En 1959, elle a la chance d’être la partenaire de Jean Gabin dans «Rue des prairies», qui constitue une étape importante dans le parcours de la jeune fille.

Elle ne tarde pas à devenir une vedette du cinéma français et est alors l’interprète de, entre autres, «La vérité» (1960), «La menace» (1960), «L’éducation sentimentale» (1961), «La vie conjugale» (1963), «Le journal d’une femme en blanc» (1965), «Le paria» (1968), «Dis-moi que tu m’aimes» (1974), «Litan» (1981),…

Elle tourne également six films sous la direction de Michel Drach, son époux de 1964 à 1981 : «Amélie ou le temps d’aimer» (1961), «La bonne occase» (1964), «Safari diamants» (1966), «Elise ou la vraie vie» (1969), «Les violons du bal» (1973), qui lui vaut le Grand Prix d’Interprétation au festival de Cannes, et «Le passé simple» (1977).
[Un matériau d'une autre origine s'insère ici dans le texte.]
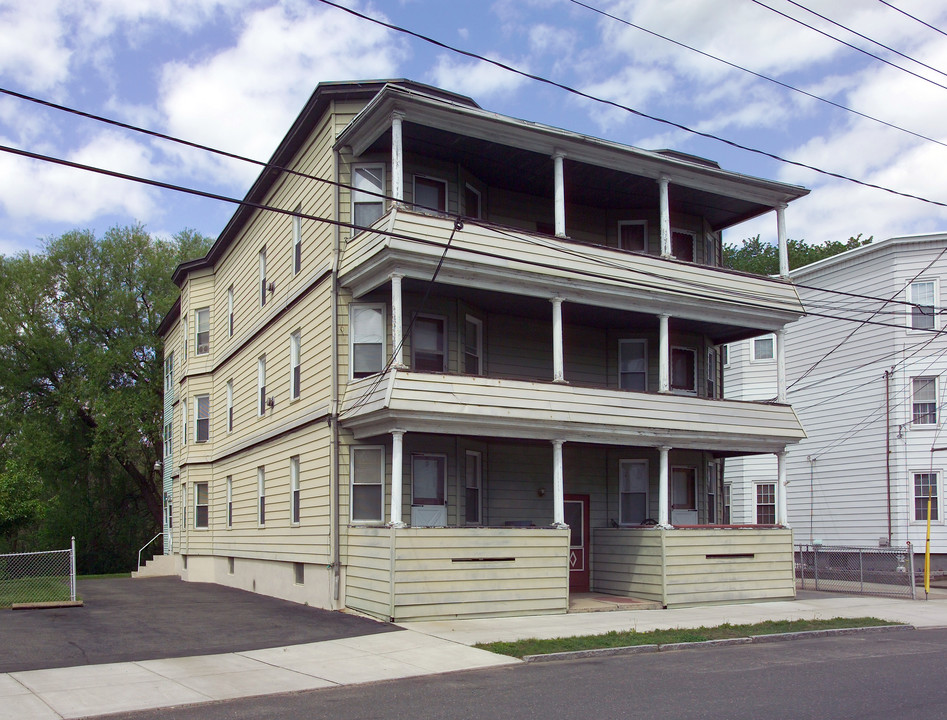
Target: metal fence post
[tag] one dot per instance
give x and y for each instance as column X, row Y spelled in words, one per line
column 72, row 570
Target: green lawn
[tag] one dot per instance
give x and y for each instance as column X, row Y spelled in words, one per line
column 664, row 637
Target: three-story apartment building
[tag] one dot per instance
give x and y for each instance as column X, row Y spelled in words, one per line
column 444, row 362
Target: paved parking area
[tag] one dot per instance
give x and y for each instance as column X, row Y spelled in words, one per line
column 154, row 618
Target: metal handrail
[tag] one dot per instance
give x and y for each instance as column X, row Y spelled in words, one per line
column 146, row 545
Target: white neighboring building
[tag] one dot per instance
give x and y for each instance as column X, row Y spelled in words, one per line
column 872, row 409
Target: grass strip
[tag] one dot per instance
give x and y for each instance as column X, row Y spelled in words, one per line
column 626, row 638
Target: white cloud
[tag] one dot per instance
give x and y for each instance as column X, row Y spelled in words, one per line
column 243, row 98
column 476, row 78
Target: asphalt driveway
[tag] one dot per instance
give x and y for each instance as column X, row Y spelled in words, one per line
column 151, row 618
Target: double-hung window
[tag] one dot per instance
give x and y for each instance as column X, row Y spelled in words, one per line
column 297, row 241
column 684, row 369
column 632, row 492
column 368, row 182
column 923, row 308
column 202, row 418
column 367, row 336
column 294, row 495
column 924, row 405
column 202, row 331
column 261, row 385
column 294, row 362
column 925, row 486
column 429, row 344
column 368, row 483
column 633, row 364
column 201, row 506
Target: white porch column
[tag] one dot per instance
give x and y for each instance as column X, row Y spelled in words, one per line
column 558, row 362
column 665, row 217
column 560, row 196
column 664, row 488
column 780, row 366
column 558, row 494
column 397, row 468
column 397, row 330
column 664, row 355
column 397, row 157
column 783, row 241
column 782, row 512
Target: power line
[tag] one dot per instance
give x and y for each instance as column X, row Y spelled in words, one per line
column 808, row 94
column 848, row 44
column 639, row 113
column 916, row 19
column 865, row 37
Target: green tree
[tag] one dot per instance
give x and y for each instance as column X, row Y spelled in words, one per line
column 755, row 256
column 81, row 388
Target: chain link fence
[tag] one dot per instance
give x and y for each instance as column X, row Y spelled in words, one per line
column 38, row 577
column 857, row 570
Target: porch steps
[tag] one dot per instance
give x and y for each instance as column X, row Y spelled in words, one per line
column 597, row 602
column 158, row 566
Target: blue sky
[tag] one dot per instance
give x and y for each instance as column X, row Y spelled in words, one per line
column 234, row 74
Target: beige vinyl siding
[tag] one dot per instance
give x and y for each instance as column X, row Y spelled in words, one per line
column 673, row 567
column 439, row 573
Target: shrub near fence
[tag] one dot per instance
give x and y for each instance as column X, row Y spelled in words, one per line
column 34, row 577
column 856, row 570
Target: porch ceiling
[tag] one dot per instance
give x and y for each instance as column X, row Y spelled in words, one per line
column 470, row 405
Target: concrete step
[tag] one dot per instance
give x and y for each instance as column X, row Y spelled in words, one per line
column 158, row 566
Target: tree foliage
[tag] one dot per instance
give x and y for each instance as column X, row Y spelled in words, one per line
column 81, row 390
column 755, row 256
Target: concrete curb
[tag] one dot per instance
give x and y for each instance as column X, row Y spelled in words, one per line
column 778, row 637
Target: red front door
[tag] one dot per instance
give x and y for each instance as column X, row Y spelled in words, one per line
column 577, row 518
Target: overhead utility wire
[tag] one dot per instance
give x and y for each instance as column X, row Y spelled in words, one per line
column 916, row 19
column 216, row 151
column 761, row 76
column 639, row 113
column 865, row 37
column 848, row 44
column 391, row 234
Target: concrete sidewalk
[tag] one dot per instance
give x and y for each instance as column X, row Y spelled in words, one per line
column 423, row 649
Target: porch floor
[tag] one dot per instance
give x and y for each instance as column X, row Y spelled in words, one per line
column 598, row 602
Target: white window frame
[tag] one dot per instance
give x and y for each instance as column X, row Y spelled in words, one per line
column 693, row 237
column 756, row 503
column 914, row 403
column 230, row 406
column 297, row 246
column 692, row 390
column 198, row 419
column 198, row 505
column 441, row 319
column 936, row 506
column 647, row 490
column 353, row 450
column 359, row 194
column 261, row 496
column 473, row 459
column 935, row 293
column 262, row 262
column 295, row 374
column 295, row 497
column 434, row 181
column 384, row 340
column 261, row 385
column 633, row 341
column 754, row 357
column 627, row 223
column 470, row 188
column 478, row 323
column 201, row 319
column 229, row 502
column 230, row 313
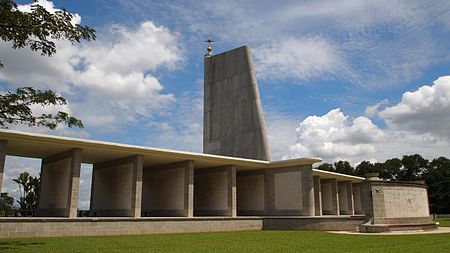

On la voit aussi dans le film algérien «L’opium et le bâton» (1970), le film belge «6, rue du calvaire» (1971) et le film anglais «Embassy» (1972).
 Au point de vue international, on peut encore extraire par exemple de sa filmographie la co-production franco-roumaine «Les guerriers/Dacii» (1966) ou encore la co-production franco-hongroise «Une mère, une fille/Anna» (1980).
 Dès le début des années 80, elle travaille beaucoup moins pour le Septième Art.

Marie-José Nat fait en outre, depuis 1958, plusieurs incursions dans le théâtre avec des pièces comme «Un dimanche à New York», «Désiré», «Voisin, voisine»,…

Pour finir, signalons son brillant parcours à la télévision, émaillé notamment du feuilleton «Les gens de Mogador» en 1972, du téléfilm «Les Rosenberg ne doivent pas mourir» en 1975 et de la série «Terre indigo» en 1996.